Unfortunately for the gorillas, growing human populations in the surrounding areas have pushed farms farther and farther up into the mountains, dividing the forest habitat the gorillas depend on into two separate ‘islands’ of montane forest. This human encroachment prevents the remaining gorilla populations from interacting with one another, minimizing gene flow and increasing inbreeding.
Such genetic isolation can contribute to the process of speciation if both populations are large enough and have enough resources to thrive for many generations. However, large mammals with relatively long gestational periods need fairly large populations to ensure sufficient genetic diversity. Mountain gorilla pregnancies last about 8.5 months, and they only have babies about once every 4 years, which is a big part of the reason why the tiny populations found in Rwanda, DRC, and Uganda are critically endangered.

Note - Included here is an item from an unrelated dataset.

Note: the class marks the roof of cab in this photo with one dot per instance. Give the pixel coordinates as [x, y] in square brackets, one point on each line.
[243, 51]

And now for a few words on Rwanda.
During our brief time in Rwanda, we visited the Kigali Genocide Memorial, where about 259,000 people are buried in the middle of town. I was working on my undergraduate degree when the Rwandan genocide happened in 1994, and I have clear memories of watching events unfold on television. But that doesn’t begin to do justice to the horrors of a million people losing their lives in the span of 100 days. During the genocide, roughly 10,000 acts of murder were committed Every. Single. Day. Most of those acts were by hand, with machetes, hammers, clubs, and axes, directed against neighbors, coworkers, teammates, classmates, and family members. It’s astounding. Twenty three years later, Rwanda is basically an entire country suffering from PTSD.
The Kigali Genocide Memorial doesn’t only focus on the events that shaped this small East African country – it also explores the Armenian genocide at the hands of the Ottoman Empire, German atrocities committed in Namibia at the start of the 20th century, the Khmer Rouge regime in Cambodia, ethnic cleansing during the 1992-1995 Bosnian War, and of course the Jewish Holocaust of World War 2. Overall the museum and the memorial are really well done, discussing the attitudes and actions that lead to genocide, as well as detailing the way Rwanda has seemingly successfully recovered from it. If you have the chance, I highly recommend a visit.